Aus dem immer größer werdenden Angebot qualitätssichernder Maßnahmen im Self-Publishing-Bereich greife ich wahllos eine heraus, über die ich heute morgen gestolpert bin: Selfpublishing rocks - eine freiwillige Selbstverpflichtung.
[...]

Jetzt bin ich, wenn's um nicht angeordnete, nicht kontrollierte Selbstregulierung geht, sowieso schon skeptisch. Ich kenne meine eigene Selbstdisziplin (eben leider nur dem Namen nach ... vielleicht werden wir einander irgendwann doch noch offiziell vorgestellt), und wenn man so an die Selbstverpflichtungen der Händler und Hersteller im Bereich Lebensmittel, Kleidung etc. denkt ... naja. So gesehen, kann das mit einer Selbstverpflichtung für selbstveröffentlichende Autoren gar nicht viel schlimmer enden.

 

Leider wird es vermutlich nur gar nicht erst anfangen. Wie will man für eine so uneinheitliche Gruppe überhaupt Regeln aufstellen? Zu den "Indies" zählen Leute, die mehrere Dutzend E-Books pro Tag verkaufen, ebenso wie solche wie ich (die im Laufe ihrer Amazon-Karriere nicht mal genügend Verkäufe zusammengekriegt hat, um eine Auszahlung zu erhalten). Da gibt es Leute, die für gutes Geld professionelle Qualität extern einkaufen, und solche wie Simone Kaplan, die perverserweise eine der bekanntesten verlagslosen Autoren sein dürfte, nicht obwohl, sondern weil sie auf jede Qualität verzichtet.

 

Entsprechend schwammig müssen die Selbstverpflichtungsregeln auch formuliert sein:

  • 1. Ich respektiere meine Leser und nehme sie und ihre Ansprüche ernst.
  • 2. Ich biete die beste mir mögliche Qualität an – in Inhalt und Aufmachung.

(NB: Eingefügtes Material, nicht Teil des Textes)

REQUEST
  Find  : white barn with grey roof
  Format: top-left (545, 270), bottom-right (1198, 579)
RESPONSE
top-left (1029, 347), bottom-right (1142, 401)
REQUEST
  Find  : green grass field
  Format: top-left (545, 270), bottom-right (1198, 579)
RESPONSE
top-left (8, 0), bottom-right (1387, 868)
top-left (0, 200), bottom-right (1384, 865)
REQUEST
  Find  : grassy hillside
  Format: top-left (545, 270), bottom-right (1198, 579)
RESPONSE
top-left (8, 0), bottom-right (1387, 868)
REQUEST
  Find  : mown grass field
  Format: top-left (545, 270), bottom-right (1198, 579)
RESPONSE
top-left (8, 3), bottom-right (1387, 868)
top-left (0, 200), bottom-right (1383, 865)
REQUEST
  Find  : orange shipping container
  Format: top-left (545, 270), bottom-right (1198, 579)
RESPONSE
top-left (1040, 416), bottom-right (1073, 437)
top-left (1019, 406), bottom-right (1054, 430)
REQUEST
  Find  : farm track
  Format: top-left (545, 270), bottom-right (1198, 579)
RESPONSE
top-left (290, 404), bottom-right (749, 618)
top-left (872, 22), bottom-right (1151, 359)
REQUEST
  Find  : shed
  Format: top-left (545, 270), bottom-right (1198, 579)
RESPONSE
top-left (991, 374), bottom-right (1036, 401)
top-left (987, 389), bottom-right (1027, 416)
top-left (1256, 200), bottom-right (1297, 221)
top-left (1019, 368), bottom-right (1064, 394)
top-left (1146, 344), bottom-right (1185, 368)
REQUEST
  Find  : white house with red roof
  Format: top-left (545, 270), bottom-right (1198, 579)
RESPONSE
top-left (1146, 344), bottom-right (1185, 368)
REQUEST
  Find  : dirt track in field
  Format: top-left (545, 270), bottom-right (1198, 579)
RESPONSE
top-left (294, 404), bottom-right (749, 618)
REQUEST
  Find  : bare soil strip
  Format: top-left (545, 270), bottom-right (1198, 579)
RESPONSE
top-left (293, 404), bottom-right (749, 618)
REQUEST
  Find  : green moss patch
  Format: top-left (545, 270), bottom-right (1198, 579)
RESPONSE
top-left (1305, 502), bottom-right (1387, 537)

Bei Punkt 1 werde ich ja schon ganz hellhörig. Ich nehme die Ansprüche der Leser ernst? Immer? Selbst wenn sie idiotisch sind? Wenn "die Leser" unbedingt eine Liebesgeschichte zwischen dem vom Christentum zum semi-buddhistischen Neu-Asatru konvertierten Kreuzritter und dem vom lüsternen Inquisitor als Hexe verfolgten Kräuterfräulein lesen wollen, das mit einem Wolf in einer Hütte/Höhle im Wald lebt? In einem Deutsch ohne Nebensätze und mit Kapiteln, die um Gottes willen nicht länger als drei oder vier Seiten lang sein dürfen?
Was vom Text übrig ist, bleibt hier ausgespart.